In Geders v. United States, 425 U.S. 80, 96 S.Ct. 1330, 47 L.Ed.2d 592 (1976), the Supreme Court of the United States held that a defendant was deprived of his Sixth Amendment right to assistance of counsel by a trial court's order which prevented him from consulting his counsel "about anything" during a 17-hour overnight recess in the trial. This occurred between direct and cross-examination. Though the Supreme Court specifically noted that it was not passing on an order preventing a defendant from consulting his attorney during a brief routine recess during a trial, 425 U.S. at 89, n. 2, 96 S.Ct. at 1336, we believe the Geders holding does apply to an hour-long luncheon recess when a party on trial would ordinarily be entitled to consult with his attorney.
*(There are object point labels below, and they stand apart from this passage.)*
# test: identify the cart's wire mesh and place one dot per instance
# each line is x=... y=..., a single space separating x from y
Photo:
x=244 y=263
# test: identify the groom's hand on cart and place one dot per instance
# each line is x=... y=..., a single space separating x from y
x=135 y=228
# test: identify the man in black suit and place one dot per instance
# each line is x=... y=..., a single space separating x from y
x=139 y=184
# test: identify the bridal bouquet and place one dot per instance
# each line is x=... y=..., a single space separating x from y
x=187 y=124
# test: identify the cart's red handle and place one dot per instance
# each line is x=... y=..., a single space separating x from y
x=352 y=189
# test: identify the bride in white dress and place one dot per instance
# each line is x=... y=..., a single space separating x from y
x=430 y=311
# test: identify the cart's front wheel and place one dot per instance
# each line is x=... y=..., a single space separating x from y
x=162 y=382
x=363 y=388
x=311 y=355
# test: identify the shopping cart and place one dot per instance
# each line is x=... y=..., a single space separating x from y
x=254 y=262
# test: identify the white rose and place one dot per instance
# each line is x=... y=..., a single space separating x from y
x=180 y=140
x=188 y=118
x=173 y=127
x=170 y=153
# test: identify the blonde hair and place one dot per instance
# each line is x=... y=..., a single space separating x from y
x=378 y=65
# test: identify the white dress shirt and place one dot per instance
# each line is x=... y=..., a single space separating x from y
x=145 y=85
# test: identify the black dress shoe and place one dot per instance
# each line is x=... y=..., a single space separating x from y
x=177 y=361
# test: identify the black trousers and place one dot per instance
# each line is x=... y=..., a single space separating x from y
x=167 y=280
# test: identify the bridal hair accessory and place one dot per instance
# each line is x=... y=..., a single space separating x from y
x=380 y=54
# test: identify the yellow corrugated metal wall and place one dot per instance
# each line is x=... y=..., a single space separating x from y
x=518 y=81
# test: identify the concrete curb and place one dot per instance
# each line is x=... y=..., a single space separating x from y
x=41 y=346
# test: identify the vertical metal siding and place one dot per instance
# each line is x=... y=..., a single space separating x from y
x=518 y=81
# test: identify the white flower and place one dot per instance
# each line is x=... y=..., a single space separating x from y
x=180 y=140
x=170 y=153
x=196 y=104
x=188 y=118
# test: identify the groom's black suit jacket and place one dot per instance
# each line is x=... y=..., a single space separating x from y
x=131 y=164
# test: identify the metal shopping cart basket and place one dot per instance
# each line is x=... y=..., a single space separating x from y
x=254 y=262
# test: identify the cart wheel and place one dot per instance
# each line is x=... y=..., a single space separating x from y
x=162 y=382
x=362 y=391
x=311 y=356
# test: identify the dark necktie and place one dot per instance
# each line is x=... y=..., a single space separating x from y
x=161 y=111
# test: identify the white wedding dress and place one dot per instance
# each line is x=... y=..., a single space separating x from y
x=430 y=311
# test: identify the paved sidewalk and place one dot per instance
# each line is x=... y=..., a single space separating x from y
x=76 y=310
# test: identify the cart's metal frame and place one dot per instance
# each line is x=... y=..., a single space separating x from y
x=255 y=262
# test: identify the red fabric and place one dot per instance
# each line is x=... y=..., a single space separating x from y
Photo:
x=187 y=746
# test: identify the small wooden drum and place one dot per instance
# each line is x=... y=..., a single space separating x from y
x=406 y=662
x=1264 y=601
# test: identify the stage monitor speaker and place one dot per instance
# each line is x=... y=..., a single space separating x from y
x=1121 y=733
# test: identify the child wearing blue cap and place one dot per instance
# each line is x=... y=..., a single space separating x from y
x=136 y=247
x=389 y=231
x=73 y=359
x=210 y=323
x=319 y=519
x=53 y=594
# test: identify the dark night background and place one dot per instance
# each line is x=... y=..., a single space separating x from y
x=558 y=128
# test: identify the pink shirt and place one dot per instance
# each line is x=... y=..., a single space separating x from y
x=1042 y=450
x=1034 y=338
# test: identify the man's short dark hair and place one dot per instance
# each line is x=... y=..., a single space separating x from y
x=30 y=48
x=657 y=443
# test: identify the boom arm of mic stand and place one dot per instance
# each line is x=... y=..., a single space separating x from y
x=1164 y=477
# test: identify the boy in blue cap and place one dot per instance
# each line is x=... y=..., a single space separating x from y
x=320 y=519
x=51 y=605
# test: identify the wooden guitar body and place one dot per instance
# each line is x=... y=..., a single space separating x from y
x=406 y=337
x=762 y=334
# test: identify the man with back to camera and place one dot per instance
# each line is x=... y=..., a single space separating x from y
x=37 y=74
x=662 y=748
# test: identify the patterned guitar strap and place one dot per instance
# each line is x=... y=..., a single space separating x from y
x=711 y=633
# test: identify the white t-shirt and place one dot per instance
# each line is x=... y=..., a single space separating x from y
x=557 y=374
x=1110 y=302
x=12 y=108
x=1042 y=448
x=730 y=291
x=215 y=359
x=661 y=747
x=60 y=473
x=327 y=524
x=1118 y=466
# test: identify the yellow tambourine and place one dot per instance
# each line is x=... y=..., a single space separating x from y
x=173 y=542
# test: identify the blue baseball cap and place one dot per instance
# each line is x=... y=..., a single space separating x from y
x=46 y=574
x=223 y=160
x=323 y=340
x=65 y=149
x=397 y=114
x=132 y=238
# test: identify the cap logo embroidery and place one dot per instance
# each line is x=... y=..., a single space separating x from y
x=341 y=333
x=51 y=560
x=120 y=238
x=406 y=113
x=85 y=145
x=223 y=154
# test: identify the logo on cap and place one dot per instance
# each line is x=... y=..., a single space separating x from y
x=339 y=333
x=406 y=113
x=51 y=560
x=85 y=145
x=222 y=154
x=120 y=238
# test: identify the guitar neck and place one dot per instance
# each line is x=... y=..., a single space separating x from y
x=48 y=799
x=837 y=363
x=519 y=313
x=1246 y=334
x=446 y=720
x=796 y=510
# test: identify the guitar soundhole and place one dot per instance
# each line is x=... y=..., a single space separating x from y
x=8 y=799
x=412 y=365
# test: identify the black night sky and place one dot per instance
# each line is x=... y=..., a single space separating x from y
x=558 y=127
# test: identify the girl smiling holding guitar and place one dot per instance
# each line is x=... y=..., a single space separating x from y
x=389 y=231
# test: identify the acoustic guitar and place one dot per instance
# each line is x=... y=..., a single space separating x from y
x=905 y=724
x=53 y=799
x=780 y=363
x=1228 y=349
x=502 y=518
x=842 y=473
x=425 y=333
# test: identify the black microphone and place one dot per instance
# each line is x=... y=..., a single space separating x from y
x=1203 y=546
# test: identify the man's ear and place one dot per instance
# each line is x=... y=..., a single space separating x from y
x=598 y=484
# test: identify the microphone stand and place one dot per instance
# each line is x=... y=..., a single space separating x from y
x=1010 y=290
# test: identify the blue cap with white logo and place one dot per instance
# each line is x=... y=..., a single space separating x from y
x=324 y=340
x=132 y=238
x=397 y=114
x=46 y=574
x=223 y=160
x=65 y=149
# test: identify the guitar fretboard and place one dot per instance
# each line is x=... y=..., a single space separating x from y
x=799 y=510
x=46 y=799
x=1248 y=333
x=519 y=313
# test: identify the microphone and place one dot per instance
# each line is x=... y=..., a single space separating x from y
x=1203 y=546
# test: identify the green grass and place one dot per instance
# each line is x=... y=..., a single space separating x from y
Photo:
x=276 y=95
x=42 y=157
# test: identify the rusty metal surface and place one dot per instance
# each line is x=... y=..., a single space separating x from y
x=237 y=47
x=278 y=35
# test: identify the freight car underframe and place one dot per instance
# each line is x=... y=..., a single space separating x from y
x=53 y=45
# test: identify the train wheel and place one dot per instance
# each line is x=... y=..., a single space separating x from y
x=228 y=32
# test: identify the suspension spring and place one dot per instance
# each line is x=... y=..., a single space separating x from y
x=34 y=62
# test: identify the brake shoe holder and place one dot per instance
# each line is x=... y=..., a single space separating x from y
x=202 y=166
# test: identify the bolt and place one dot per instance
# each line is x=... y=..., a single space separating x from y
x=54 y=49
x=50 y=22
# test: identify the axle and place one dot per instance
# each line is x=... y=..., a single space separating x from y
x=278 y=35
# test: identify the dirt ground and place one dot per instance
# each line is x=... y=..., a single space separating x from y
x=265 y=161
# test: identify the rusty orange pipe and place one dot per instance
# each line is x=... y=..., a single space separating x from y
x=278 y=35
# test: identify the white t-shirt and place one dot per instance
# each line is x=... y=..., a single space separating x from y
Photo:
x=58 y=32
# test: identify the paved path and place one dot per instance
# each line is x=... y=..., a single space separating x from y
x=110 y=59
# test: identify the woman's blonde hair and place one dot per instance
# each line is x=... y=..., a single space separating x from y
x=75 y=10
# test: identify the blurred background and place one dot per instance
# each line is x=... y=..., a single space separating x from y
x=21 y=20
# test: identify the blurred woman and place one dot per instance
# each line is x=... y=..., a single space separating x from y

As the court pointed out in Geders, a defendant in a criminal trial often needs to consult with his attorney during trial about matters other than his own testimony. He is entitled to the advice of counsel throughout the trial, and in the present case counsel was not even permitted to explain to Alexander that the court had entered an order which made it impossible for them to confer during the noon recess.
In the absence of extraordinary circumstances, which do not appear in this record, it is an abuse of discretion and a violation of the right of a defendant to assistance of counsel for a trial court to direct that the defendant have no communication with his counsel during a criminal trial. As the Supreme Court said in Powell v. Alabama, 287 U.S. 45, 69, 53 S.Ct. 55, 64, 77 L.Ed. 158 (1932), "He requires the guiding hand of counsel at every step in the proceedings against him." The order forbidding consultation between the defendant Alexander and her attorney during the noon recess of her criminal trial deprived her of a right guaranteed by the Sixth Amendment to the United States Constitution.
The judgment of conviction of the appellant David Bryant is affirmed, and the judgment of conviction of the appellant Lorraine Rita Alexander is reversed and her case is remanded for a new trial.